Assemblywoman Deborah J. Glick, whose district includes Greenwich Village, said it would not help the mayor’s cause to have the debate take place amid this “very tense circumstance.”
“If people believe that the core mission is to have a seat in a local school where there is a reasonable class size,” she said, “people are going to say, regardless of the P.R. campaign, there need to be changes.”
The Department of Education would not say how many schools had waiting lists or how many children were on them, explaining that officials were still reviewing the information that principals in Manhattan were required to submit earlier this week (principals in other boroughs must do so by Friday). But parent advocates and public officials in pockets throughout the city said that they had heard more complaints this year from panicked parents told that there may not be seats for their 5-year-olds at their neighborhood schools.
The notion of a waiting list for students living within a school’s zone is not unprecedented; last fall, 34 schools outside Manhattan capped their enrollment, turning away neighborhood children. But this year, after a change in city policy to standardize kindergarten admissions and encourage registration earlier in the year, the waiting lists seem to have proliferated, making their way into Manhattan neighborhoods where parents often make expensive real estate decisions with a specific public school in mind. And parents fear that the lists reflect not just the new policy but also a surge in demand, fueled by an increase in young families and an economic downturn that makes private schools less appealing.

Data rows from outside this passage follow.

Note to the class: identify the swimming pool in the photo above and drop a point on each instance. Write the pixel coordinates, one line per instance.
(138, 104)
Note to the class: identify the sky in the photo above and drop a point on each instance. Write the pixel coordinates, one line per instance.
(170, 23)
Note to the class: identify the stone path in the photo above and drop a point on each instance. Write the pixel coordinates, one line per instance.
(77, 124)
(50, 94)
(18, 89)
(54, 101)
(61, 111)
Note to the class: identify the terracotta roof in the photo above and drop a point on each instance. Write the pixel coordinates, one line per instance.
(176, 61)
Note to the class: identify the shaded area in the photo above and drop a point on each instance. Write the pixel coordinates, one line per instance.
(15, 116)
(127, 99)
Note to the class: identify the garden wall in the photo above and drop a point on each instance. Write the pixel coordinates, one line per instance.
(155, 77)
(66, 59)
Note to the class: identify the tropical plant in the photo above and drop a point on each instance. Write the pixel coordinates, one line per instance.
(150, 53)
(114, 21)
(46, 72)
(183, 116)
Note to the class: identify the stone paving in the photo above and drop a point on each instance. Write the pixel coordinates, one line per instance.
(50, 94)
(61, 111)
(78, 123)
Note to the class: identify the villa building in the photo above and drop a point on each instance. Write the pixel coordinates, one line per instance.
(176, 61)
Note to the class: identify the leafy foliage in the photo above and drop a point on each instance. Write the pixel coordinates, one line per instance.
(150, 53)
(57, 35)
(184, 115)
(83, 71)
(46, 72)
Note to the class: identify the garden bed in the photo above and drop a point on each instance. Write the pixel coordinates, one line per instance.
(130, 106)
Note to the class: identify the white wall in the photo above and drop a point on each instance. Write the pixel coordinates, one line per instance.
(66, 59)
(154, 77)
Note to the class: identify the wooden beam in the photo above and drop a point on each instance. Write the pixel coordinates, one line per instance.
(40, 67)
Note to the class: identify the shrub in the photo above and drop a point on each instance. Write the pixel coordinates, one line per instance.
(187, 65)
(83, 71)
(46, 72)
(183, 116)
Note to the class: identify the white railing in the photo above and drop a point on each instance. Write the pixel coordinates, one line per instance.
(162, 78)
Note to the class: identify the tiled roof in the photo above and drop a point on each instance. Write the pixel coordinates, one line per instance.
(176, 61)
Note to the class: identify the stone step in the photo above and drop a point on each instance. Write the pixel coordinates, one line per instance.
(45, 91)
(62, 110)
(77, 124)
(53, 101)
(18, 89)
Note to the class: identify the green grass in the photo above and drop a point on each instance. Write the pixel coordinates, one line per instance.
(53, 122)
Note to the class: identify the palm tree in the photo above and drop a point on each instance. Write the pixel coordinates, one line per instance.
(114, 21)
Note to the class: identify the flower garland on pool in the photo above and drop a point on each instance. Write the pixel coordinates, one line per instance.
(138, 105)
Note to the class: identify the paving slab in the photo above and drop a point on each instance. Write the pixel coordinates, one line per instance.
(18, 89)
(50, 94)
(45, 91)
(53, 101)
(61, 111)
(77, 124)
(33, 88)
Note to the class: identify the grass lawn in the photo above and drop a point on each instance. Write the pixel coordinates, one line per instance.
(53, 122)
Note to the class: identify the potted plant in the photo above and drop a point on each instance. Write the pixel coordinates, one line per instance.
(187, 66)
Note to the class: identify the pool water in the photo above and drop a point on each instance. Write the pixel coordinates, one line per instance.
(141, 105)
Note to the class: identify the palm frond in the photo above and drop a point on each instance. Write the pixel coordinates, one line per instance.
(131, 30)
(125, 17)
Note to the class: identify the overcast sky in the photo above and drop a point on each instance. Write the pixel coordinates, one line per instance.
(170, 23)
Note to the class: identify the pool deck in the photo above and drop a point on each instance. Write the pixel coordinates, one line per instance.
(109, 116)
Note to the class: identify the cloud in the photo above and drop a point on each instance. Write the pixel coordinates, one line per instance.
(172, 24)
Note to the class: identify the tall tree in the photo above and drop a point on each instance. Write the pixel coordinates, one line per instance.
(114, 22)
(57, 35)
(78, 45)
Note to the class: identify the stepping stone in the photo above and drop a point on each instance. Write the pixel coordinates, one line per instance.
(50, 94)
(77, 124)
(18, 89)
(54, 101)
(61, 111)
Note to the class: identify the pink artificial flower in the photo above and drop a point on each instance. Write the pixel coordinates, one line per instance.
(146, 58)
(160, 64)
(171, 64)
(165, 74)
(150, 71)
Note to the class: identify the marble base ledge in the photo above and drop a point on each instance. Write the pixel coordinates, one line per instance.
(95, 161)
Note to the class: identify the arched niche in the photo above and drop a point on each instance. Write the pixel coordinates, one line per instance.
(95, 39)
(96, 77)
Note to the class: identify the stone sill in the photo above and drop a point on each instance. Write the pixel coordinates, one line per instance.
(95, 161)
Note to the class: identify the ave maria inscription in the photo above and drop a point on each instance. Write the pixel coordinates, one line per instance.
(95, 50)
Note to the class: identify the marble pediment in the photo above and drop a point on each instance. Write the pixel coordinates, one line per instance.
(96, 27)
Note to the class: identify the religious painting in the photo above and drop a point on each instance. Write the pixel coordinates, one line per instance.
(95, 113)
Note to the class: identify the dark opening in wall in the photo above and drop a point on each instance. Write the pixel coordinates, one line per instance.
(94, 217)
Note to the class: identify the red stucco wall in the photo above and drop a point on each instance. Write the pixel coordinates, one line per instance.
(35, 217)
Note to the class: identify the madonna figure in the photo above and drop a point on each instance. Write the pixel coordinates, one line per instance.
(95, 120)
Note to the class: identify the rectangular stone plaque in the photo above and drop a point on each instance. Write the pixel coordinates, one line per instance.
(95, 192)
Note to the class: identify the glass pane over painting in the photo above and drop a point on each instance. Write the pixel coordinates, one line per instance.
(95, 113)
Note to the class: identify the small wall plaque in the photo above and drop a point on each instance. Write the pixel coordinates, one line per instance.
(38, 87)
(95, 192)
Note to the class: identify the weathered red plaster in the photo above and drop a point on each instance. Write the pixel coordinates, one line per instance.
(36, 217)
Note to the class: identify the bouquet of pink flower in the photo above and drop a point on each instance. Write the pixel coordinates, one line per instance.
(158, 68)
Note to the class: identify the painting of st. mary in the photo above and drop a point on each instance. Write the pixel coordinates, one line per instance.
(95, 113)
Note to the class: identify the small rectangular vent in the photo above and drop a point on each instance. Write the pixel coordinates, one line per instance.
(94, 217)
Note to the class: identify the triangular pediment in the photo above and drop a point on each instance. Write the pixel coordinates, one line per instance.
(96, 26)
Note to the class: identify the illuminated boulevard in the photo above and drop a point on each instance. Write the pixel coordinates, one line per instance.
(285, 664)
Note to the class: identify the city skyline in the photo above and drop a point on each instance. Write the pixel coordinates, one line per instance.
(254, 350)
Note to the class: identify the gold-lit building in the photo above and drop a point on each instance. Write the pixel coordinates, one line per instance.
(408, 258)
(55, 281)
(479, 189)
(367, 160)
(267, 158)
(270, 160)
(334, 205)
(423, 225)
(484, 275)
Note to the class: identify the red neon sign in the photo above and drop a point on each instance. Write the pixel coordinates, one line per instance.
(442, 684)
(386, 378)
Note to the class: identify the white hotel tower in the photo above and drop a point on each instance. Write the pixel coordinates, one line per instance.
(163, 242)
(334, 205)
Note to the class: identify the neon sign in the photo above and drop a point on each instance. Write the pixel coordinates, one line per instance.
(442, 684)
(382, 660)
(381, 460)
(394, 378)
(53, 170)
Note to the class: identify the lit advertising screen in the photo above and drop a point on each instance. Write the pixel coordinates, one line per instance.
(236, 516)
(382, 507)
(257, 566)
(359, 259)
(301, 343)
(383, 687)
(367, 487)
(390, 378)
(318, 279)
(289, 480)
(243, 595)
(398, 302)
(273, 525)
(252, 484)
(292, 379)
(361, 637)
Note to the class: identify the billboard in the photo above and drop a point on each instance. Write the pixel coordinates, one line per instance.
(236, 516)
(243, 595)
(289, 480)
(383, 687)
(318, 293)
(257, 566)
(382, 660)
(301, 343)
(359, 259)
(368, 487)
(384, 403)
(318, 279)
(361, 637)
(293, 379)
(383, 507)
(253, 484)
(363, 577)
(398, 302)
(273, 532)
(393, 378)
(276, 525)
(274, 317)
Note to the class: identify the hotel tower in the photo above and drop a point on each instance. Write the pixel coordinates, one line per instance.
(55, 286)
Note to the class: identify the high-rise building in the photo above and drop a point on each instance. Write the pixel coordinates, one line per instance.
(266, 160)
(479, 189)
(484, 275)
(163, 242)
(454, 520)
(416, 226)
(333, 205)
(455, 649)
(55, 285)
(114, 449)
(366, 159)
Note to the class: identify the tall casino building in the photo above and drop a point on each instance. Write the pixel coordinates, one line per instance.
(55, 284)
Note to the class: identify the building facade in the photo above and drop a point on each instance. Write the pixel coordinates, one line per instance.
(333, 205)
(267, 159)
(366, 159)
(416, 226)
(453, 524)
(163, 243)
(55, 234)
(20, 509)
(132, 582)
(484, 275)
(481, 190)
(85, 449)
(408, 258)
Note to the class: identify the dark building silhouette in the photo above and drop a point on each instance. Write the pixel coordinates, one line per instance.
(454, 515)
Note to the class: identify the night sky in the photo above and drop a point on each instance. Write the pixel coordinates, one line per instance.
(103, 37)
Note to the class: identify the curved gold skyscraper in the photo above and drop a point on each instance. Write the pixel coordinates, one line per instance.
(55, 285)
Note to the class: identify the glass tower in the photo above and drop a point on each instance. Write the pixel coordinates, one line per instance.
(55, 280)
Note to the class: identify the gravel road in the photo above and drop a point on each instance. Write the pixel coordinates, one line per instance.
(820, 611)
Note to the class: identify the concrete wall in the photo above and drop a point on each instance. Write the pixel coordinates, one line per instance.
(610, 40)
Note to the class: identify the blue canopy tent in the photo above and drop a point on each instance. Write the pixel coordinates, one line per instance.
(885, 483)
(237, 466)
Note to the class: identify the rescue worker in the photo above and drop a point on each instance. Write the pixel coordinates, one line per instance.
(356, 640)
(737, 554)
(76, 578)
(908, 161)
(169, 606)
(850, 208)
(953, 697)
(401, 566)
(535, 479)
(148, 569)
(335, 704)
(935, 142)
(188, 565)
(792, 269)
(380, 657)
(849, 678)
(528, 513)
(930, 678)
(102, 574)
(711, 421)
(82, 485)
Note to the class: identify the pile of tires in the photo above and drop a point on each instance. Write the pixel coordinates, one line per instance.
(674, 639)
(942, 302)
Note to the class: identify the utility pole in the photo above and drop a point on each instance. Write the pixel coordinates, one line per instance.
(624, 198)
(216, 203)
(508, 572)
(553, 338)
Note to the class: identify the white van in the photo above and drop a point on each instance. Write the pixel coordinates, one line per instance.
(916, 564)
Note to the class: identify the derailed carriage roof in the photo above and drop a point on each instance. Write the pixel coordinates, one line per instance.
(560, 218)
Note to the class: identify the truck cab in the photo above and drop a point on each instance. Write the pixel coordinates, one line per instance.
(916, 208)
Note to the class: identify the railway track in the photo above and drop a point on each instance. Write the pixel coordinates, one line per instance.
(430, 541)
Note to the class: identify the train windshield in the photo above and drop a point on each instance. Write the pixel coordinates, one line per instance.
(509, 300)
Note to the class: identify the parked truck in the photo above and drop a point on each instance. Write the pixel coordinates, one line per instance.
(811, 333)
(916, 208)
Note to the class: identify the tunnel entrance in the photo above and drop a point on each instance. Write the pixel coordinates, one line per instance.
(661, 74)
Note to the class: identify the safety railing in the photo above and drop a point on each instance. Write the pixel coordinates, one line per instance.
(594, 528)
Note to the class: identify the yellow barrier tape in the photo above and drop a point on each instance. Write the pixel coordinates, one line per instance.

David Cantor, the chancellor’s press secretary, said that schools previously had grappled with supply and demand in an ad-hoc way, and that the Bloomberg administration’s approach was fairer. Children still on waiting lists at the end of June will be offered slots at other schools in their district (there are 32 across the city). Their names can stay on the lists through the summer in hopes that spots open up. City officials expect lists to shrink as some students choose gifted and talented programs or other options.
Before, Mr. Cantor said, “students remained on wait lists without a school unless a parent knew how to navigate the system.”
“This administration’s position is that equity of access and transparency for every parent is essential,” he added. “This year, for the first time, we stepped in to quantify wait lists, assist schools in managing their wait lists, and will ensure that children have a placement offer by the end of June.”
In some lower-income areas, public officials are concerned about a city budget cut that is sending some 3,000 children from day care centers funded by the Administration for Children’s Services to public kindergartens.
But the epicenter of the outrage is Manhattan’s District 2, particularly the Upper East Side and the Village, where new condominiums have lured young families. The district’s Community Education Council estimates 400 children are on waiting lists at a dozen schools.
“We feel desperate,” said Ben Allison, a bassist and composer whose daughter, Ruby, is on the P.S. 41 waiting list. “We’re calling up N.Y.U. to say, ‘Can you provide a space for us? Maybe you can clear out some classrooms and create an annex.’ ”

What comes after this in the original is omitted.